Analysis suggests that the possibility of this incident becoming a major systemic risk is limited. The researcher explained, "For systemic risk to occur, liquidity crises would need to spread to major commercial banks. However, since 2008, the financial soundness of large banks has been strengthened. It is important to note that the bonds SVB invested in and suffered losses from were long-term government bonds with a high proportion of unrealized losses." She continued, "Since SVB's main clients are bio-venture and tech-related startups, investment sentiment in these sectors may be unstable in the short term, but the likelihood of this becoming a major negative factor across the entire stock market is limited."
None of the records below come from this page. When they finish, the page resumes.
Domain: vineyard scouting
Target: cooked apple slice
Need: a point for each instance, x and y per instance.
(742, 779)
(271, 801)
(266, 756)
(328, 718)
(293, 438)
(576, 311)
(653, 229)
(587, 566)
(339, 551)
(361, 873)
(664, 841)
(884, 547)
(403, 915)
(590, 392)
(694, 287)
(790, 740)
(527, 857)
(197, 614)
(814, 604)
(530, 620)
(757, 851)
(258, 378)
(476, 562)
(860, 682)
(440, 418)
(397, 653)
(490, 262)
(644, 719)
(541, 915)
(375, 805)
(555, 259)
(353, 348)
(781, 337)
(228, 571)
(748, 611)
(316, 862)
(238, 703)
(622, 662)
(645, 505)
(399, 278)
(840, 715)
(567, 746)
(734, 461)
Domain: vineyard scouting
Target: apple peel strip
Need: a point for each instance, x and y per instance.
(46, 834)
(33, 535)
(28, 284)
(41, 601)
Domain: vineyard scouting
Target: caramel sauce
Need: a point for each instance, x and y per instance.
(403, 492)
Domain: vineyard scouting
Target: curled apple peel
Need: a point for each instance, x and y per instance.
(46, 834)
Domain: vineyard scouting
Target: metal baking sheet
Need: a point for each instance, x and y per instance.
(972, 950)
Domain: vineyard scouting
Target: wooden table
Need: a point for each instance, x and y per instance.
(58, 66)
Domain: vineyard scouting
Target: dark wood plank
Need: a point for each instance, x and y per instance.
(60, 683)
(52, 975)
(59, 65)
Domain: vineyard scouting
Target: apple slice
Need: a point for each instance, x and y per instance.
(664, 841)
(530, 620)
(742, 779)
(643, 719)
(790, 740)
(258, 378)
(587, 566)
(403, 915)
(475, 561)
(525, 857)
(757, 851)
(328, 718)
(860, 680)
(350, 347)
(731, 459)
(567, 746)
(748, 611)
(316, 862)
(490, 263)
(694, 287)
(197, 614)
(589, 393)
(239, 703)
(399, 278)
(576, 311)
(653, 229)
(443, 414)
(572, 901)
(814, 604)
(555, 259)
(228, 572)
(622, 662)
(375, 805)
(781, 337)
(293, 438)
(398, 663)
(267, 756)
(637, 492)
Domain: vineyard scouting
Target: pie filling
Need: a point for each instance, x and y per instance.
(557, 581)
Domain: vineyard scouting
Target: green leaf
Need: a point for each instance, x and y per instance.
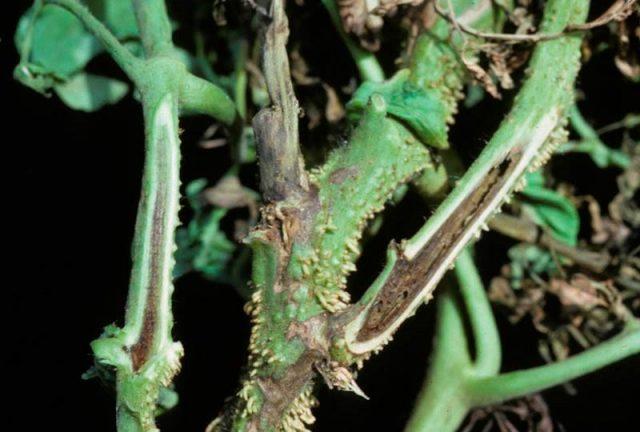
(528, 260)
(117, 15)
(87, 92)
(60, 45)
(202, 245)
(549, 209)
(55, 46)
(418, 109)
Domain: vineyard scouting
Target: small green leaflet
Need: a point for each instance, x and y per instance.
(55, 48)
(202, 245)
(87, 92)
(549, 209)
(417, 108)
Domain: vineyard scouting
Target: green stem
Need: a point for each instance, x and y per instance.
(441, 405)
(523, 142)
(366, 62)
(492, 390)
(483, 325)
(148, 320)
(154, 27)
(122, 56)
(591, 144)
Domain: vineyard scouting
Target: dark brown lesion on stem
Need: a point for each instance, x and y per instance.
(141, 351)
(282, 173)
(408, 277)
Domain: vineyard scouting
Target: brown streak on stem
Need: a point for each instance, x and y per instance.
(141, 350)
(408, 277)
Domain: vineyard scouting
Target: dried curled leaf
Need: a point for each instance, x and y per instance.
(529, 413)
(365, 18)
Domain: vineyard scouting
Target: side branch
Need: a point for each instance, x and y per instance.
(282, 172)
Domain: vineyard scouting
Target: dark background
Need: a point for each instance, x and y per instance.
(73, 189)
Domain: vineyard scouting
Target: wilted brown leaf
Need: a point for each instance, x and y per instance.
(529, 414)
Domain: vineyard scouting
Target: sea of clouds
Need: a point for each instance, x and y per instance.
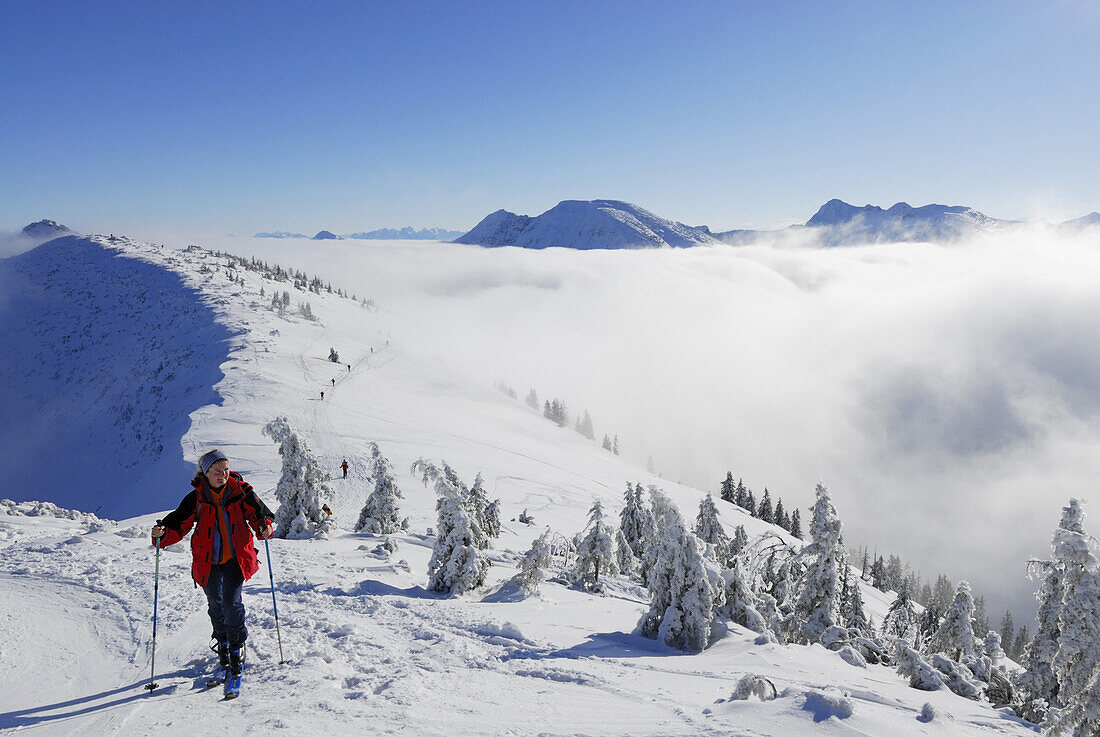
(947, 394)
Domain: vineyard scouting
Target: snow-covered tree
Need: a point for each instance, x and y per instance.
(303, 491)
(851, 605)
(681, 593)
(739, 603)
(765, 509)
(536, 561)
(739, 540)
(636, 520)
(879, 578)
(781, 517)
(943, 593)
(919, 671)
(796, 524)
(817, 592)
(728, 487)
(457, 564)
(477, 504)
(624, 554)
(955, 636)
(595, 553)
(901, 619)
(1038, 681)
(1008, 634)
(1077, 660)
(707, 526)
(584, 426)
(380, 514)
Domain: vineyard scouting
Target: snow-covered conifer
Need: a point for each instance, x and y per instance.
(901, 619)
(817, 592)
(680, 590)
(879, 578)
(303, 491)
(851, 604)
(765, 509)
(739, 540)
(636, 520)
(707, 526)
(1038, 681)
(624, 554)
(955, 636)
(595, 552)
(457, 564)
(380, 514)
(536, 561)
(796, 524)
(739, 604)
(1077, 660)
(919, 671)
(728, 487)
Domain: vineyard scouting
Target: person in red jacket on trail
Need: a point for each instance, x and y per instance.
(224, 512)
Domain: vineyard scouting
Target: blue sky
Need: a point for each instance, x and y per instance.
(241, 117)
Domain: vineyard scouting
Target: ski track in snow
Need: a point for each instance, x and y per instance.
(367, 649)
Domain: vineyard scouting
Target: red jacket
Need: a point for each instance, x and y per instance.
(198, 509)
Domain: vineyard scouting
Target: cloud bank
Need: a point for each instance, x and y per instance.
(949, 395)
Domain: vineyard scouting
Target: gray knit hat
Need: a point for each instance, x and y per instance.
(211, 458)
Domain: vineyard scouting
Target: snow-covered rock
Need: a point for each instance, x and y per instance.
(584, 224)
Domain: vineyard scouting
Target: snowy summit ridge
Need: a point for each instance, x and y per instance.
(584, 224)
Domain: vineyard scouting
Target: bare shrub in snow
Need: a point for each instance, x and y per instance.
(755, 686)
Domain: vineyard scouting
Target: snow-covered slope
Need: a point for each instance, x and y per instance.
(367, 649)
(45, 229)
(600, 223)
(105, 358)
(847, 223)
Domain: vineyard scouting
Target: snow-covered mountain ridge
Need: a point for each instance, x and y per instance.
(600, 223)
(616, 224)
(369, 649)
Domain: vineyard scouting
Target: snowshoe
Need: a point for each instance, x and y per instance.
(233, 674)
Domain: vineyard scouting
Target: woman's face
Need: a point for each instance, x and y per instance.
(218, 473)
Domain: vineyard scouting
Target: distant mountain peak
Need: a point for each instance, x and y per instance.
(585, 224)
(45, 228)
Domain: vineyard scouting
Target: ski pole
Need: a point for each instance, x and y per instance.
(156, 585)
(267, 548)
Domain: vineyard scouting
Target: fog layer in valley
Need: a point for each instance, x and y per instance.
(947, 394)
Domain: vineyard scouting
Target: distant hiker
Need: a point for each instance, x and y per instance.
(224, 512)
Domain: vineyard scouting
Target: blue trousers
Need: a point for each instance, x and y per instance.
(227, 609)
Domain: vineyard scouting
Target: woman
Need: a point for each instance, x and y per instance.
(222, 508)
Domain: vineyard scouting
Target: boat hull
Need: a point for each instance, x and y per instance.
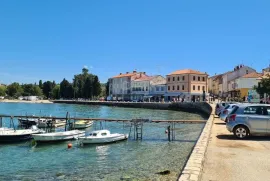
(91, 140)
(56, 137)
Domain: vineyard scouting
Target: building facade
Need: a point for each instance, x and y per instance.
(148, 88)
(120, 86)
(188, 84)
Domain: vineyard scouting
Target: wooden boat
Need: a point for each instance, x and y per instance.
(102, 136)
(8, 135)
(58, 136)
(82, 124)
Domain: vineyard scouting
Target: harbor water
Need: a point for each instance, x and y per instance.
(126, 160)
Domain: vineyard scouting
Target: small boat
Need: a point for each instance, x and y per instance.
(45, 123)
(8, 135)
(82, 124)
(102, 136)
(58, 136)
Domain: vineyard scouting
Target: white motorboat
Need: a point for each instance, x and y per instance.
(102, 136)
(12, 135)
(82, 124)
(58, 136)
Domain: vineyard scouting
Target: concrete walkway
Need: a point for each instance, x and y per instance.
(229, 159)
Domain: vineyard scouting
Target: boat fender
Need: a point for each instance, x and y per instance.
(69, 146)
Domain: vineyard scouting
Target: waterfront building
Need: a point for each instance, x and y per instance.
(188, 84)
(227, 77)
(120, 85)
(148, 88)
(239, 87)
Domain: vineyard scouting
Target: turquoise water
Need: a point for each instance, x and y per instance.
(127, 160)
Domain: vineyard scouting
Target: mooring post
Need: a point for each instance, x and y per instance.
(169, 133)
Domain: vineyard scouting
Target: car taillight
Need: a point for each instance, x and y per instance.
(232, 117)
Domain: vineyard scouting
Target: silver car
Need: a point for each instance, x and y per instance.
(249, 119)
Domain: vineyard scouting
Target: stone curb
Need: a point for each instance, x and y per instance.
(194, 166)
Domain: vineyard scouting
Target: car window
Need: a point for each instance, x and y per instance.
(234, 110)
(259, 110)
(227, 107)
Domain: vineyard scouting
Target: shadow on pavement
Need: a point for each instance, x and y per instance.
(250, 138)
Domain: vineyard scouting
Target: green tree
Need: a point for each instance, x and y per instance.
(56, 92)
(264, 86)
(47, 88)
(2, 90)
(40, 84)
(14, 90)
(31, 90)
(66, 90)
(96, 87)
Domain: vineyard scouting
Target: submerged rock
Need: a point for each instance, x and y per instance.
(166, 172)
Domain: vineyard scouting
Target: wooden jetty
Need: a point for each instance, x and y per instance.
(137, 124)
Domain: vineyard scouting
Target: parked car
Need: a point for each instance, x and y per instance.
(226, 111)
(220, 107)
(249, 119)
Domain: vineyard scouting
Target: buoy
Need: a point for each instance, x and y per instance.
(69, 145)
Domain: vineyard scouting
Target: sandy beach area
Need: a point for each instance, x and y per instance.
(23, 101)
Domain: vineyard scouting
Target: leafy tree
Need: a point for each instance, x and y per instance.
(47, 88)
(14, 90)
(264, 86)
(2, 90)
(96, 87)
(40, 84)
(56, 92)
(31, 90)
(66, 89)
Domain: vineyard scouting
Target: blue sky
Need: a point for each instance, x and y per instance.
(52, 40)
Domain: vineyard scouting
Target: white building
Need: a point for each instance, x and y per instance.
(148, 87)
(120, 85)
(238, 71)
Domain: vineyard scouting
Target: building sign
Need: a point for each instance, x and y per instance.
(253, 96)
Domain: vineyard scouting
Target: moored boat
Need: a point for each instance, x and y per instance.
(82, 124)
(102, 136)
(58, 136)
(11, 135)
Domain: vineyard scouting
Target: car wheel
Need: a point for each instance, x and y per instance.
(241, 132)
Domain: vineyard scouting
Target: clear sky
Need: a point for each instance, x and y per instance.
(54, 39)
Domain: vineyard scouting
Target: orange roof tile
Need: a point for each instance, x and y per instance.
(124, 75)
(252, 75)
(187, 71)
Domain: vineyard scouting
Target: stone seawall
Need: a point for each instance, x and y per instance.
(201, 108)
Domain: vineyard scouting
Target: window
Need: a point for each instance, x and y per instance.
(259, 110)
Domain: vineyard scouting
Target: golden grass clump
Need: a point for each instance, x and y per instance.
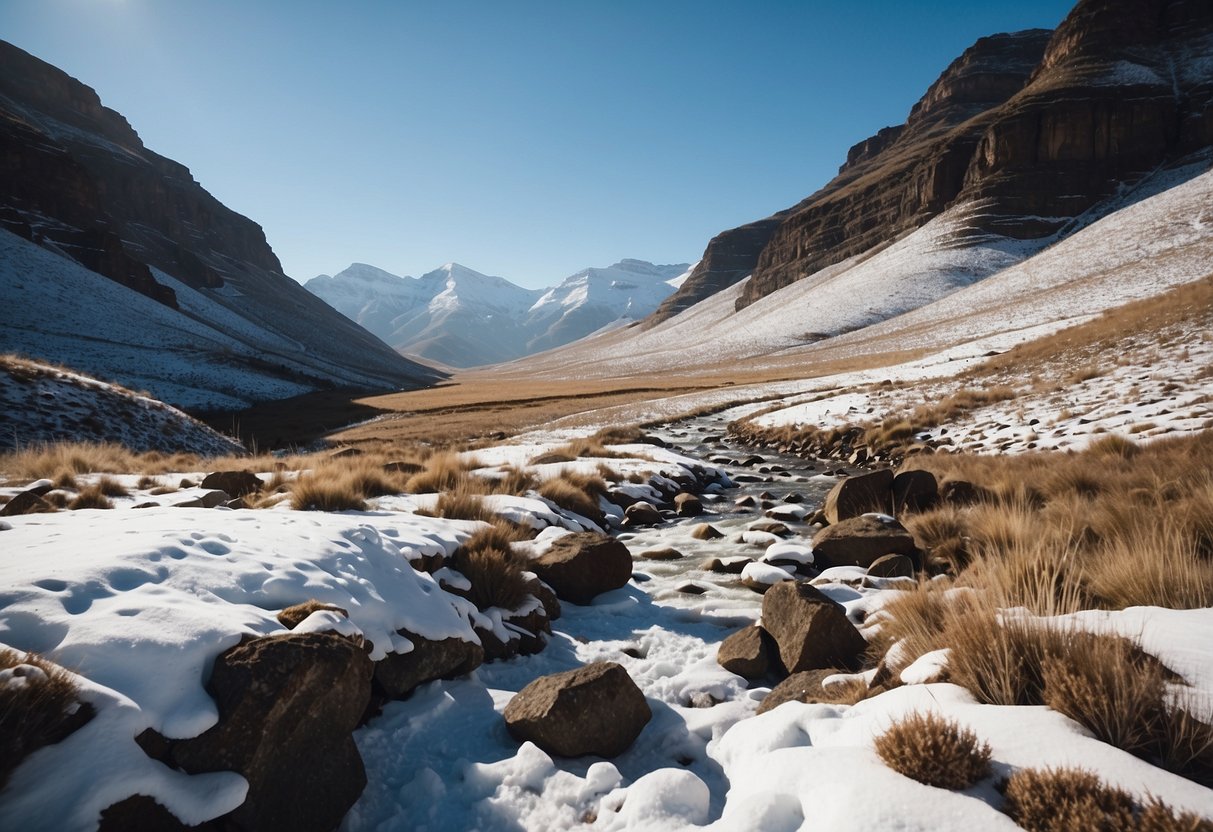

The U.S. authorities' efforts to contain the fallout from the SVB incident also appear to have mitigated the shock to the stock market. On the 12th (local time), the U.S. Treasury Department, Federal Reserve (Fed), and Federal Deposit Insurance Corporation (FDIC) issued a joint statement guaranteeing all customer deposits at the closed SVB regardless of insurance limits and announced that they would support banks with loans for deposit withdrawals if necessary to minimize the impact of SVB's bankruptcy. This measure was announced ahead of the Asian financial markets opening.
While the incident is unlikely to spread throughout the banking sector, it is expected to act as a factor increasing short-term volatility. Na Jung-hwan, a researcher at NH Investment & Securities, said, "The SVB bankruptcy may act as a short-term volatility factor in the domestic stock market as it strengthens investors' avoidance of risky assets." He added, "Furthermore, with the U.S. February Consumer Price Index (CPI) scheduled for release on the 14th and the Federal Open Market Committee (FOMC) meeting on the 22nd, the possibility of a 50 basis point (1bp=0.01 percentage point) rate hike by the Fed is increasing. This could combine with concerns about the contagion effect of the SVB bankruptcy to further increase short-term stock price volatility."
Impact of SVB Incident on Fed Monetary Policy
Attention is focused on how the SVB incident will affect the Fed's policy. The bankruptcy confirmed that the rapid tightening that has continued since last year has affected the asset soundness of banks including SVB. There are forecasts that the Fed's stance will find it difficult to become more hawkish due to this incident.
Moon Nam-jung, a researcher at Daishin Securities, said, "The SVB incident will act as a centripetal force preventing the Fed's monetary policy stance from becoming more hawkish after March." He added, "If it is confirmed that concerns about a chain reaction to other small and medium-sized banks do not spread further, the SVB incident should be seen as an investment opportunity amid market conditions that have diverged from fundamentals."
Byun Jun-ho, a researcher at IBK Investment & Securities, said, "Given the rise in unemployment and slowdown in wage growth observed in the U.S. labor market in February, the rationale for the Fed's rate hikes has somewhat weakened. If the CPI to be released this week meets or falls below expectations, the Fed's tightening trajectory is likely to weaken." He predicted, "The SVB incident is expected to further strengthen the slowdown in U.S. employment and the economy as well as disinflation, and expectations for rate cuts in the second half of the year will be reemphasized." He added, "If the SVB incident marks the beginning of a tone change by the Fed, the stock market could quickly stabilize. Once the SVB incident calms down, investors' attention will return to the Fed and disinflation."